In ihrem Zimmer tauschte Jenny Pullover und Jeans gegen einen weichen cremefarbenen Rock, eine gewebte Leinenbluse und eine perlenbesetzte Batikweste, in der Hunderte von winzigen Goldfäden glitzerten.
    Ihr Blick wanderte zu einem weißen Stoffkaninchen auf der Kommode. Zwischen den Pfoten hielt das Kaninchen ein Gänseblümchen, dessen Mitte die Worte »Ich liebe dich« zierten. Ein Ostergeschenk von Tom, ein kitschiges Ding, aber sie wusste, dass sie es für immer behalten würde.
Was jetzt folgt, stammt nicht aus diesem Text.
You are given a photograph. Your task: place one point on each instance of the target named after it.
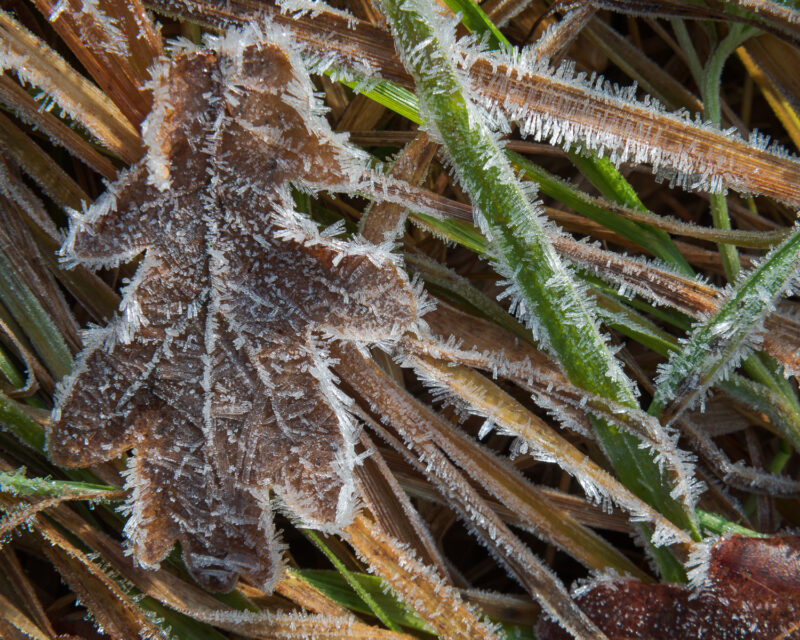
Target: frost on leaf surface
(216, 372)
(750, 590)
Denn die Tatsache, dass er diese drei Worte nicht öffentlich hatte aussprechen wollen, machte dieses geheime Geständnis umso süßer.
    Seit sie sich erinnern konnte, war sie schrecklich in Tom verliebt gewesen. Wann immer sie an ihn dachte, durchzuckte sie ein plötzlicher, schneller süßer Schmerz, beinah zu schön, um es ertragen zu können. Das Gefühl breitete sich über ihren ganzen Körper aus, doch in ihrer Brust spürte sie es am deutlichsten. So war es schon seit der zweiten Klasse. Auf den Rahmen ihres Spiegels hatte sie lauter gemeinsame Fotos geklebt – Jenny und Tom kostümiert auf der Halloweenparty in der sechsten Klasse, auf dem Abschlussball der neunten Klasse, auf dem Ball vor zwei Wochen, am Strand … Sie waren schon so lange zusammen,
dass sie für alle anderen nur noch Tom-und-Jenny waren, eine Einheit.
    Wie immer erfüllte sie der bloße Gedanke an Tom mit wohliger Wärme. Doch diesmal spürte Jenny, dass irgendetwas an diesem behaglichen Gefühl nagte. Etwas zerrte daran und machte sie nachdenklich.
    Schon wieder diese Schachtel.
    Na gut, sie würde sie sich genauer ansehen. Und dann nur noch an die Party denken.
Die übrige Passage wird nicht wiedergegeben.